I always felt like hell the next day. I'd wake up hungover, dry-mouthed, bloated and depressed, thinking, What the hell is wrong with me? Of course, then I'd spend the rest of the day trying to feel better, to feel less, to feel different.

So there I was, finally thin after a lifetime of being all the things women get to be when we aren't thin and pretty. I'd lost the weight, but I hadn't dealt with the shame. I'd lost the weight, but I was still just as trapped in addiction.

It turns out I was just as capable of calling myself a dumbass waste-of-space thin as I was when I was fat, and just as desperate to feel better, and less, and different.

So I slammed cake, ice cream, bagels, and chocolate until my little pouch screamed for mercy. I drank like a biker even though my body wasn't big enough to hold that much alcohol anymore.

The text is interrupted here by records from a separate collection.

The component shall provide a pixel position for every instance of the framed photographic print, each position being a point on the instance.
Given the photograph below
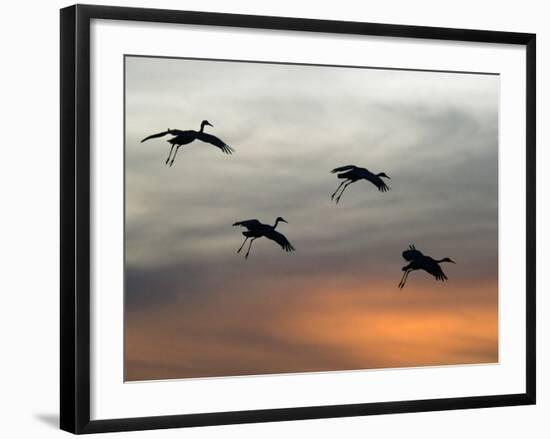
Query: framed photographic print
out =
(268, 218)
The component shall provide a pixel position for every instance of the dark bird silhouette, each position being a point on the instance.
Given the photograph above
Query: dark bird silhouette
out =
(184, 137)
(418, 261)
(256, 230)
(351, 174)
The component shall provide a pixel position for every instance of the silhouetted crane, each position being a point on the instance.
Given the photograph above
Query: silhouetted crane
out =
(256, 230)
(352, 173)
(184, 137)
(418, 261)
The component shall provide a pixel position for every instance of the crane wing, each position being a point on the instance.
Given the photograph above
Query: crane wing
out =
(378, 182)
(154, 136)
(280, 239)
(344, 168)
(213, 140)
(249, 224)
(434, 269)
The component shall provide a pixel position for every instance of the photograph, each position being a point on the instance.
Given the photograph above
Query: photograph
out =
(297, 218)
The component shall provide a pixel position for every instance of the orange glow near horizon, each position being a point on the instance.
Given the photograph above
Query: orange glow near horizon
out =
(323, 329)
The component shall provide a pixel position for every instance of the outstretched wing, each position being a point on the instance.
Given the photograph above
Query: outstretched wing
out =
(213, 140)
(378, 182)
(344, 168)
(434, 269)
(280, 239)
(249, 224)
(154, 136)
(412, 253)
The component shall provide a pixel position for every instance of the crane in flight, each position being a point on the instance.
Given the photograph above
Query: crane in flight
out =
(352, 173)
(184, 137)
(256, 229)
(419, 261)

I knew I was damaging myself. I tried to stop. I tried to eat one cookie. I tried to drink one beer. I tried to smoke only when I drank. I tried to be my idea of normal. But, eventually, all my "just ones," all my efforts at normalcy ended in reckless, careless insanity.

There are people who can moderate. No, really, I've met them. That I should be that person is an thought based in shame — the idea that there's something wrong with me as I am.

Years ago I accepted that I'm not middle-of-the-road on anything. I accepted that, for me, abstinence around things like booze, smokes and certain foods is one key to good health, to self-empowerment, and to love.

Since then, I've learned way more effective ways of making myself feel better. And because this whole taking-good-care-of-me thing doesn't come naturally, I teach people all over the world how to do it, too. Every time I teach someone like me how to accept and love themselves as they are, I get better at it.

In my case, obesity was a symptom, and not the problem itself. I wish someone had told me before I had gastric bypass surgery that my real issues were shame and addiction.

Getting thin wasn't my solution; it was what made me miserable enough to finally get well.